Martes, 19 de mayo de 2015 a las 16:13 | Actualizado 16:13
Francisco Zúñiga
Recientemente, la Sala de lo Constitucional de la Corte Suprema de Justicia de Honduras, conociendo de un requerimiento de inaplicabilidad por inconstitucionalidad, dictó una insólita sentencia que ha llamado la atención de juristas de todo el continente y que merece toda nuestra atención. La sentencia comentada nos enfrenta a lo que el jurista norteamericano David Landau denomina “constitucionalismo abusivo”, es decir, el empleo de mecanismos o categorías constitucionales para posibilitar cambios políticos, como puede ser con el uso de la “democracia militante” o con la doctrina de las normas constitucionales inconstitucionales.

El fallo comentado declara la inconstitucionalidad del artículo 239 de la Constitución hondureña, que dispone que:

“Artículo 239.- El ciudadano que haya desempeñado la titularidad del Poder Ejecutivo no podrá ser Presidente o Designado de la República. 

El que quebrante esta disposición o proponga su reforma, así como aquellos que lo apoyen directa o indirectamente, cesarán de inmediato en el desempeño de sus respectivos cargos y quedarán inhabilitados por diez (10) años para el ejercicio de toda función pública”.


Por su parte, el artículo 42 Nº 5 de la misma Carta dispone que la ciudadanía se pierde por “incitar, promover o apoyar el continuismo o la reelección del Presidente de la República”.

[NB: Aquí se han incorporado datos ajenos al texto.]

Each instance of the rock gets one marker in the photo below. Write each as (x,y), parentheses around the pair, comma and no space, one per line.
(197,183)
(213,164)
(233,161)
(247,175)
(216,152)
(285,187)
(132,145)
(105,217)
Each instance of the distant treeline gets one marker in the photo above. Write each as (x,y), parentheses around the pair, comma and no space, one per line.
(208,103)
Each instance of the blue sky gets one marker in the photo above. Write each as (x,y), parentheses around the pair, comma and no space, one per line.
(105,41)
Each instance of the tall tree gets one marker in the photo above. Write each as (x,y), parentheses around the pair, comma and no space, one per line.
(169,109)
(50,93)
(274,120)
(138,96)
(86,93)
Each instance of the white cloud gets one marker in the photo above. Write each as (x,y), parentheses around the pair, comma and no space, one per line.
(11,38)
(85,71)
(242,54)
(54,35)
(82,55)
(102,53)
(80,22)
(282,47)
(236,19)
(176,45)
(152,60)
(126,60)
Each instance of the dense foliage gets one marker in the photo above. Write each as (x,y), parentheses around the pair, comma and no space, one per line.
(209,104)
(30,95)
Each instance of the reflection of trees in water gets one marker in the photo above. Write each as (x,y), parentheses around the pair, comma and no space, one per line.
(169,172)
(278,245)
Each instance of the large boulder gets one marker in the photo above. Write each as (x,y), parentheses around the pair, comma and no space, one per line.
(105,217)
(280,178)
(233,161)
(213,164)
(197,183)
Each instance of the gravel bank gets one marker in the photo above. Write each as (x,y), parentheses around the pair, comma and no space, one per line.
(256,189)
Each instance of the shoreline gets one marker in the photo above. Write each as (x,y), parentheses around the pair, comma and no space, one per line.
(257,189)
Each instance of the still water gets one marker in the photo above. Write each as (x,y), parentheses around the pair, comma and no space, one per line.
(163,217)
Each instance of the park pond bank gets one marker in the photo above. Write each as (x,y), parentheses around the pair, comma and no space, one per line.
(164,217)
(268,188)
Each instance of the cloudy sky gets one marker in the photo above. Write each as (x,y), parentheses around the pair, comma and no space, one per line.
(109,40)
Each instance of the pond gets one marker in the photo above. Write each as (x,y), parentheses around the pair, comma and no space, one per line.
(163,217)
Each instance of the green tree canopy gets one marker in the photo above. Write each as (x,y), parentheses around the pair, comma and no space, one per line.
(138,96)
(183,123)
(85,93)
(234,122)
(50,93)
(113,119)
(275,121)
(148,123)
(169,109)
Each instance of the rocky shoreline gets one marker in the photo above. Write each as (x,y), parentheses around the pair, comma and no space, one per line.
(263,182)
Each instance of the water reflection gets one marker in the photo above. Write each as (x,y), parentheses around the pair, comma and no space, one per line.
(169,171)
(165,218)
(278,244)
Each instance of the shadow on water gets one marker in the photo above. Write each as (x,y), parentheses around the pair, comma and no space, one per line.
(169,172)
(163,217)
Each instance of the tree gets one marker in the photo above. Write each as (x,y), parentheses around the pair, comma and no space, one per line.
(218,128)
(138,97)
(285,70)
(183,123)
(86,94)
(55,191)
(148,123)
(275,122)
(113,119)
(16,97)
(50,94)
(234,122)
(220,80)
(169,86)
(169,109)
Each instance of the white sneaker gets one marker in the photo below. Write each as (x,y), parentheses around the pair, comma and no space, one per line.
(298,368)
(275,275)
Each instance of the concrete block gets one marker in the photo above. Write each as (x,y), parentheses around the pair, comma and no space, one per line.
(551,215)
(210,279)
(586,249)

La Constitución hondureña es el producto de la Asamblea Nacional Constituyente de 1982 y fue dictada, naturalmente, en consideración a la tradición constitucional del país y, particularmente, a las traumáticas experiencias dictatoriales de su historia. Por ello, el artículo transcrito se fijó como una disposición pétrea, es decir, que no admite reforma por el constituyente derivado: para cambiar su contenido o sacarla del ordenamiento jurídico se requiere el recurso al constituyente originario. En otras palabras, para mudar disposiciones basta la reforma constitucional, pero para cambiar ésta se requiere la entrada en vigencia de toda una nueva Constitución.

En este contexto jurídico se desencadenaron los hechos políticos que han llevado a dos ex presidentes hondureños a buscar ser elegidos nuevamente para la Primera Magistratura, pese a la prohibición constitucional. Dado que promover la reforma de la Carta en este punto no es una posibilidad, un grupo de parlamentarios y el ex presidente Callejas requirieron —por separado— la inaplicabilidad de los preceptos constitucionales (además del artículo 330 del Código Penal, relacionado con el mismo asunto). Habiendo sido acumulados ambos expedientes, el pasado 22 de abril la Sala de lo Constitucional de la Corte Suprema dictó sentencia, acogiendo las acciones y, por tanto, declarando la inconstitucionalidad del artículo 330 del Código Penal y la inaplicabilidad de los artículos 42 Nº 5 y 239 de la Constitución “por restringir, disminuir y tergiversar derechos y garantías fundamentales establecidos en la propia Constitución y en los tratados sobre Derechos Humanos suscritos por Honduras antes de la entrada en vigencia de la Constitución de 1982, inobservando los principios de legalidad, necesidad, igualdad y proporcionalidad que deben de imperar en toda sociedad democrática”.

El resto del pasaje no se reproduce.